The Elementary Particles


Beauty is not a means, not a way of furthering a thing in the world. It is a result; it belongs to ordering, to form, to aftereffect.

EUDORA WELTY

On Writing


Beauty is a terrible and awful thing! It is terrible because it has not been fathomed, for God sets us nothing but riddles. Here the boundaries meet and all contradictions exist side by side.

FYODOR DOSTOEVSKY

The Brothers Karamazov


Beautiful peaches are not always the best flavored; neither are handsome women the most amiable.

WILLIAM SCOTT DOWNEY

Proverbs


Beauty is like life itself: a dawn mist
the sun burns off. It gives no peace, no rest.

GREGORY ORR

The Caged Owl: New & Selected Poems


Beauty is the form under which the intellect prefers to study the world.

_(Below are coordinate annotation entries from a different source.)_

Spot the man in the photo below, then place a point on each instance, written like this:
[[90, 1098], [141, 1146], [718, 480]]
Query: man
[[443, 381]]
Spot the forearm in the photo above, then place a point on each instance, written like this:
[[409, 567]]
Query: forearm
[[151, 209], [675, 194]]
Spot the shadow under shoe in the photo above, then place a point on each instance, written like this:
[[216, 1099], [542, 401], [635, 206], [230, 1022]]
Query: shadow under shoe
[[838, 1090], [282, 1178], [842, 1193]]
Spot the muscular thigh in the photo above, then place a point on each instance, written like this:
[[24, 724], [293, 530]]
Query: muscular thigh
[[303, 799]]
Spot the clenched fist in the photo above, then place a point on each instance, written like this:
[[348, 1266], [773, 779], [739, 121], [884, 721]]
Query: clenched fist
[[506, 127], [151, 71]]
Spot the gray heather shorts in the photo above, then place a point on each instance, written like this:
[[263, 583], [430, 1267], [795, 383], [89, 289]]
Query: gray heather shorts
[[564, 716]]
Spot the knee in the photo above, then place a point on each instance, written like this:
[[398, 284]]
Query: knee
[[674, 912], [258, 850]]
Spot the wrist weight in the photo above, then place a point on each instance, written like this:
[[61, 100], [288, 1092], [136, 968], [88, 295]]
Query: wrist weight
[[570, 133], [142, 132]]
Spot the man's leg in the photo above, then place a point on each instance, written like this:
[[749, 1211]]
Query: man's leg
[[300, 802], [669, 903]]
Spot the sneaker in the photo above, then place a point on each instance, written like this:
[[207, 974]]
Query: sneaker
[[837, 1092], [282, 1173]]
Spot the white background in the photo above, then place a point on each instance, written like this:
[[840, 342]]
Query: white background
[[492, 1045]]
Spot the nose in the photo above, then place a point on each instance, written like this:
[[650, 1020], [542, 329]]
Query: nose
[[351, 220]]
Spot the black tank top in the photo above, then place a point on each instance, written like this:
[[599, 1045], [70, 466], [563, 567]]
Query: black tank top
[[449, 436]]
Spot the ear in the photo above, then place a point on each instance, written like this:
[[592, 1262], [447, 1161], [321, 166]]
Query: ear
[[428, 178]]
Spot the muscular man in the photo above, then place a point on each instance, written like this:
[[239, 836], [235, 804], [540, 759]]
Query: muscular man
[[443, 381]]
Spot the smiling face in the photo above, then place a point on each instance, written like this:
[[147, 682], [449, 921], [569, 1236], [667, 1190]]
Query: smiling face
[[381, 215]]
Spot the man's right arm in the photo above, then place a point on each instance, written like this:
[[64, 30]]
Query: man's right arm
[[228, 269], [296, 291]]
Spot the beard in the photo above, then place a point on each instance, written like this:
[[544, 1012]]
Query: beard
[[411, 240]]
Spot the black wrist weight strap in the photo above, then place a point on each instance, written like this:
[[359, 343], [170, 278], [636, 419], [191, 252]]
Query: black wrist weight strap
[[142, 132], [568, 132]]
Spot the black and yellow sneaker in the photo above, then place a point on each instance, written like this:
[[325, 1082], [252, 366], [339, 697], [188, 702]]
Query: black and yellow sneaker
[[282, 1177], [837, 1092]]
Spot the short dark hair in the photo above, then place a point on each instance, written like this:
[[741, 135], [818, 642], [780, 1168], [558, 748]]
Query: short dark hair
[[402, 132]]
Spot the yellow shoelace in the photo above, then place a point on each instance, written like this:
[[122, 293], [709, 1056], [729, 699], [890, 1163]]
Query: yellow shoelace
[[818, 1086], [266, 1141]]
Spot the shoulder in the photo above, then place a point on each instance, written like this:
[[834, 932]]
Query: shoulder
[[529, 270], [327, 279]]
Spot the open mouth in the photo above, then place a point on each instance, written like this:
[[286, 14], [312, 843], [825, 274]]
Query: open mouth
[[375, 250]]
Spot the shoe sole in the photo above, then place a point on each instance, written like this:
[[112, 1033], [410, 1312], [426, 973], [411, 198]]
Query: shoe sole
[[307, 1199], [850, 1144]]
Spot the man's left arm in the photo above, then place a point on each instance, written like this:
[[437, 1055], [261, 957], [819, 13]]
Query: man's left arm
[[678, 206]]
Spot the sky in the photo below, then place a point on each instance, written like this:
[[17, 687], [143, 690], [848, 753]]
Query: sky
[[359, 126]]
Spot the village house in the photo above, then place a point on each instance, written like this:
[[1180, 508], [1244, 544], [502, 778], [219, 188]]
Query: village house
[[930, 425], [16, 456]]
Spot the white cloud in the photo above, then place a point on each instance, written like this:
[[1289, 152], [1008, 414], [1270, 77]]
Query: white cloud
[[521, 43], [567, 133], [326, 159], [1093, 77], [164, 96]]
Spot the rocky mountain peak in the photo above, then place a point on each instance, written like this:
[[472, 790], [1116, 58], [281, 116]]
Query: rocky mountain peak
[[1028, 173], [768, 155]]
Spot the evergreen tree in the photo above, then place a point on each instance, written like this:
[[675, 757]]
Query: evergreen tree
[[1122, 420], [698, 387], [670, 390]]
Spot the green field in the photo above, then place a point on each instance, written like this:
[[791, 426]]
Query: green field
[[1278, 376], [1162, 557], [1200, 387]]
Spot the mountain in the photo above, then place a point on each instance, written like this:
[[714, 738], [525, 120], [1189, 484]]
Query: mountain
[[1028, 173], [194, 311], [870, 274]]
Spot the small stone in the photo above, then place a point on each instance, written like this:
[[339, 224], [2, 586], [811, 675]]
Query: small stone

All privilege is that of beauty; for there are many beauties; as, of general nature, of the human face and form, of manners, of brain, or method, moral beauty, or beauty of the soul.

RALPH WALDO EMERSON

The Conduct of Life


The only beautiful thing in the world whose beauty lasts for ever is a pure, fair soul.

BRAM STOKER

"The Rose Prince"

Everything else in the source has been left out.